Property Service Workers Protections (AB 1978) – Janitorial Industry
The Property Services Workers Protection Act requires janitorial services to register annually with the DLSE, and to institute measures to protect janitorial employees from wage theft and sexual harassment. The DLSE will create and maintain a database of property service employers and develop a biennial sexual harassment and violence prevention training. The bill prohibits an employer from registering or renewing its registration if it has not fully satisfied any final judgment for unpaid wages or made appropriate tax contributions. “Successor employers” are also liable for any wages and penalties owed by the predecessor’s employer.

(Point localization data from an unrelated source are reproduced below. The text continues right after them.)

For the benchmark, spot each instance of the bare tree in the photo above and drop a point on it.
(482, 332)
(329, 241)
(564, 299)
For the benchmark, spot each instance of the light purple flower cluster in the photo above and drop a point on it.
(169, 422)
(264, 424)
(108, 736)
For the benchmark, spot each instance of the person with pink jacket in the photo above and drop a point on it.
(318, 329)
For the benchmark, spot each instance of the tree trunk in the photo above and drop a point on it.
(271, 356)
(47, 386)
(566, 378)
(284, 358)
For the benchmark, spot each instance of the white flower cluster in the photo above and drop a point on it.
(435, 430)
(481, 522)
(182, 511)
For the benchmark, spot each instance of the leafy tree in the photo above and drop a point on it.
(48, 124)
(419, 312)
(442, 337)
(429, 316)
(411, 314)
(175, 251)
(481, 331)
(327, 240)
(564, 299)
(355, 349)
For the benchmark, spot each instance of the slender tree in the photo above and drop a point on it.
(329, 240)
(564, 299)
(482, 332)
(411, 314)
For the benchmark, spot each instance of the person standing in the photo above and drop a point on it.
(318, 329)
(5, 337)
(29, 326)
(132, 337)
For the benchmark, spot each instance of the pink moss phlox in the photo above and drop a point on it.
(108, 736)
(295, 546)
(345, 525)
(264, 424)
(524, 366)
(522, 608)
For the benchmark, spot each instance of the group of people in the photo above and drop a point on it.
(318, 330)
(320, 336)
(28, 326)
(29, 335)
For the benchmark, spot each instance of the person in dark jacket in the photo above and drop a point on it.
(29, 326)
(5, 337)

Effect: (Effective July 1, 2018) This law will provide additional protections to janitors on the job. The law accomplishes this goal in a variety of ways: (1) the creation of sexual harassment prevention training materials and notice requirements that ensure janitors know their rights and know who to contact in the event that they are assaulted in the workplace, and (2) the creation of a contractor registry that will add transparency and increase accountability.
Reed Smith RECOMMENDS: Janitorial employers should be sure to keep a close eye on the steps the DLSE takes to enforce this legislation and readily adopt practices that will satisfy the requirements of the law and lead to an educated workforce.
Choice Of Law And Forum In Employment Contracts (SB 1241)
SB 1241 creates Labor Code Section 925, which prohibits employers from requiring an employee who lives and works in California to agree, as a condition of employment, to: (1) litigate or arbitrate claims that arise in California in a forum outside of California, or (2) agree to waive the protection of California law in a controversy arising in California. Any contract that violates these restrictions is voidable at the employee’s request, and the matter would be adjudicated in California under California law. The law applies to contracts entered into, modified, or extended on or after January 1, 2017. If, however, an employee is represented by legal counsel in negotiating the terms of an agreement with respect to choice of law or forum, this law will not apply.
Effect: (Effective January 1, 2017) Under SB 1241, companies will no longer be allowed to pre-select the venue for any dispute that may arise between themselves and their employees. For example, many companies utilize a forum selection clause in their employment contracts that outlines the state law that will control any disputes and where actions can be brought. Should a dispute between a company and an employee in California occur, the proceedings will be subject to California law, which is known for being progressive with regard to the rights of employees.
Reed Smith RECOMMENDS: Employers, regardless of where they are headquartered, should review their form employment contracts (and associated confidentiality and arbitration agreements) to remove any forum selection clauses, as these clauses will not be enforceable and would reflect poorly upon the employer in the case of the contract being challenged.